What this means is that if the person just imagines opening or closing their hand, there will be a percentage of neurons that will increase their firing rate for these motions. Because scientists can monitor this type of brain activity, they can figure out which motions cause which subsection of neurons to fire. This can be calibrated by asking an individual to think about making certain movements and recording which neurons increase or decrease their activity. From this information, researchers can create a map or algorithm that will later be used to decode that information in real time.
Given the complexity of the brain, the neuronal activity created by such thoughts varies from individual and can even vary from day to day in the same individual, due to the brain’s natural movement. So the recalibration has to be repeated at least daily.
“It’s really not that big of a deal. We just have the person imagine they’re making movements for a couple of minutes and this is sufficient to get a good initial estimate of that mapping from neural patterns. Then we can keep refining that as they actually control their computer cursor or robotic arm,” explains Jarosiewicz.
While it’s relatively easy to see how imagining moving a body part can create a pattern of neuronal energy that can be translated into movement of a prosthetic arm in real time, when it comes to interacting with a computer cursor, the correlation does not seem quite so clear. So where does that data come from?
“When an able bodied person is controlling a cursor on a computer screen, externally they are doing that by moving a mouse around and tapping their finger on the clicker. So we can ask a person to imagine doing that or we can have them imagining they’re moving a finger on a track pad, or anything that feels intuitive to them,” says Jarosiewicz.
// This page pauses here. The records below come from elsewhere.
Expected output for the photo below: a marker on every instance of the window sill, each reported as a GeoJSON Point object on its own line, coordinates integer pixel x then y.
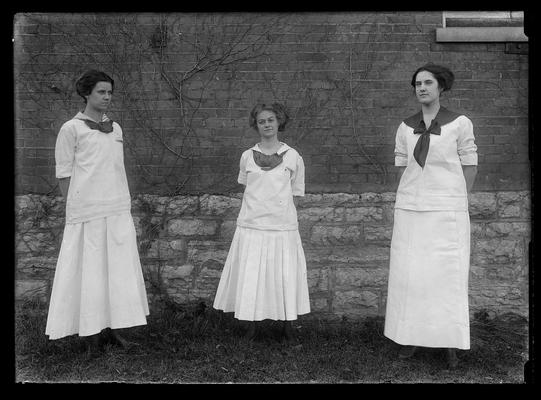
{"type": "Point", "coordinates": [481, 34]}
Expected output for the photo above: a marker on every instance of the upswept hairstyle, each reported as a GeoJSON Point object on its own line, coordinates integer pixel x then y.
{"type": "Point", "coordinates": [278, 109]}
{"type": "Point", "coordinates": [86, 82]}
{"type": "Point", "coordinates": [443, 75]}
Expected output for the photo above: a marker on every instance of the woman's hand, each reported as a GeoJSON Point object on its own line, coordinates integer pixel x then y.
{"type": "Point", "coordinates": [470, 171]}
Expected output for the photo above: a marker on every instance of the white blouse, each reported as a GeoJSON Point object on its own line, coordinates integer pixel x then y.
{"type": "Point", "coordinates": [440, 185]}
{"type": "Point", "coordinates": [267, 202]}
{"type": "Point", "coordinates": [94, 161]}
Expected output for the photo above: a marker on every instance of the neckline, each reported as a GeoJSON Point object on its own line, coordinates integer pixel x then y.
{"type": "Point", "coordinates": [258, 148]}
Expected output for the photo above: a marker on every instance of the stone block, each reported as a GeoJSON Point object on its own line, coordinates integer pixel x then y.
{"type": "Point", "coordinates": [514, 205]}
{"type": "Point", "coordinates": [35, 268]}
{"type": "Point", "coordinates": [377, 233]}
{"type": "Point", "coordinates": [319, 304]}
{"type": "Point", "coordinates": [318, 279]}
{"type": "Point", "coordinates": [501, 273]}
{"type": "Point", "coordinates": [191, 227]}
{"type": "Point", "coordinates": [182, 205]}
{"type": "Point", "coordinates": [363, 214]}
{"type": "Point", "coordinates": [336, 234]}
{"type": "Point", "coordinates": [355, 278]}
{"type": "Point", "coordinates": [227, 230]}
{"type": "Point", "coordinates": [177, 272]}
{"type": "Point", "coordinates": [37, 242]}
{"type": "Point", "coordinates": [388, 197]}
{"type": "Point", "coordinates": [368, 254]}
{"type": "Point", "coordinates": [30, 289]}
{"type": "Point", "coordinates": [355, 301]}
{"type": "Point", "coordinates": [167, 249]}
{"type": "Point", "coordinates": [497, 251]}
{"type": "Point", "coordinates": [202, 251]}
{"type": "Point", "coordinates": [219, 205]}
{"type": "Point", "coordinates": [482, 205]}
{"type": "Point", "coordinates": [496, 297]}
{"type": "Point", "coordinates": [323, 214]}
{"type": "Point", "coordinates": [514, 229]}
This form of BCI technology has far-reaching potential. As research continues to grow and neuronal brain maps become more detailed, it could become possible to produce much more complex movements with prosthetics or even other devices using thought alone. Imagine being immersed in a virtual reality game where you are able to make your avatar jump, run, shoot and point by merely thinking, or to be able to drive a car or operate a machine simply by imagining you are doing so. According to Beata, studies have shown that once a person develops a strong relationship with their prosthetic device or the virtual object they are controlling, they no longer have to imagine any body movements but are able to control it directly. This relationship, known as “embodiment,” could, in the future, lead to humans having several more arms that we could control just by thinking about them.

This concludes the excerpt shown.